Carbon dioxide (CO2) is one of the most common gasses in the earth’s atmosphere, courtesy of emissions from decaying organic substance and the mountains of wastes that both humans and animals often produce. With the rise in carbon levels in recent decades, scientists have been scrambling to find a way to reduce those levels. It would seem that they finally succeeded.
Plants normally play the biggest role when it comes to converting carbon dioxide into useful chemicals and gasses, but they are just too slow at this point, Researchgate reports. This is why scientists had to create a new method that utilizes enzymes that could convert CO2 faster than plants. The result is a pathway that helps speed up the conversion process by up to 20 times.
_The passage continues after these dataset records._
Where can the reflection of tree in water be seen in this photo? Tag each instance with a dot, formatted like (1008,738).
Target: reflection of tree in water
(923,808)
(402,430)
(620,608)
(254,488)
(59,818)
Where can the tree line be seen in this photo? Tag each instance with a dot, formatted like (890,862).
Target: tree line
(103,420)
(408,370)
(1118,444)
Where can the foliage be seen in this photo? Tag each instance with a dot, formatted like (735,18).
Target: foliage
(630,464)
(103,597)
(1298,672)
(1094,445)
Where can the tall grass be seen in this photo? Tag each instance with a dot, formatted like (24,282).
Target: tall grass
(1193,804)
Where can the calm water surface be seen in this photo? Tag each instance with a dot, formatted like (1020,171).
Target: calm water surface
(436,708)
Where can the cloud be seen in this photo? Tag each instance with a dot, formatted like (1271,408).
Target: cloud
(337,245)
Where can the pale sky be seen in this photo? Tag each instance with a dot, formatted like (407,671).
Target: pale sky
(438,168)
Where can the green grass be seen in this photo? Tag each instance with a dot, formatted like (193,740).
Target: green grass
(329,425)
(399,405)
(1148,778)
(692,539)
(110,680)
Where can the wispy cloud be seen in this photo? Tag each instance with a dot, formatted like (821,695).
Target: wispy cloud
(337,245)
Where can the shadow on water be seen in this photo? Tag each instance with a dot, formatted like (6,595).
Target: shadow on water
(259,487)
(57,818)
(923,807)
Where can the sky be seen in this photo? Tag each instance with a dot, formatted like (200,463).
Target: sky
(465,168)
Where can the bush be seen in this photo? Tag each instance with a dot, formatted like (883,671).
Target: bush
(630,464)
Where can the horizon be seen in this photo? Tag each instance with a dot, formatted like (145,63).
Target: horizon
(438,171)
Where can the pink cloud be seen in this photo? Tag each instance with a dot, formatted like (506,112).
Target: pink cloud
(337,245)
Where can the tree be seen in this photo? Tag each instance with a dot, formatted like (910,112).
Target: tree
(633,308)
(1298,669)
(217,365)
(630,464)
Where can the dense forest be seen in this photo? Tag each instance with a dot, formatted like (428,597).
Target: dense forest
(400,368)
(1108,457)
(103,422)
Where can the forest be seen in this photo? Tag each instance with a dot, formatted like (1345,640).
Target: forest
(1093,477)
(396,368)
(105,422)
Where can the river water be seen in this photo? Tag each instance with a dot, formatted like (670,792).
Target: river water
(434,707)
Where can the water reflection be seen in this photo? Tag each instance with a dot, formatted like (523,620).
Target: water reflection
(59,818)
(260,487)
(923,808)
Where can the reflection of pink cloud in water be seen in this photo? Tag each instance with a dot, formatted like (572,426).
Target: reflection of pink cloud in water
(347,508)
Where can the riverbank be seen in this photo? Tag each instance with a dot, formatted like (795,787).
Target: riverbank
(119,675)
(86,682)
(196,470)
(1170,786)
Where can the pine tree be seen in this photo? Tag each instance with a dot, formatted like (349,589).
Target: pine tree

The team published their findings on Science magazine, detailing how they used 17 different enzymes from 9 organisms that naturally converted CO2 to create a pathway that is significantly more efficient than organic methods. The team is led by Tobias Erb, who is a specialist in microbiology and works Max Planck Institute.
“When provided with energy in the reaction tube, this designer pathway is able to continuously fix atmospheric CO2,” Erb told Researchgate. “So we’ve demonstrated that it is possible to rationally design new pathways for CO2-fixiation by following basic chemical rules and that such pathways can be optimized by including biological design principles.”
Right now, the team is unable to apply the process to actual organisms, but existing data is encouraging, Futurism reports. Once carbon conversion efficiency has been increased, it could result in all kinds of beneficial results, including the creation of new ways to feed livestock. There’s also the matter of actually manipulating the rate at which useful chemical compounds are created, including sugar, which is what CO2 is normally converted into by plants.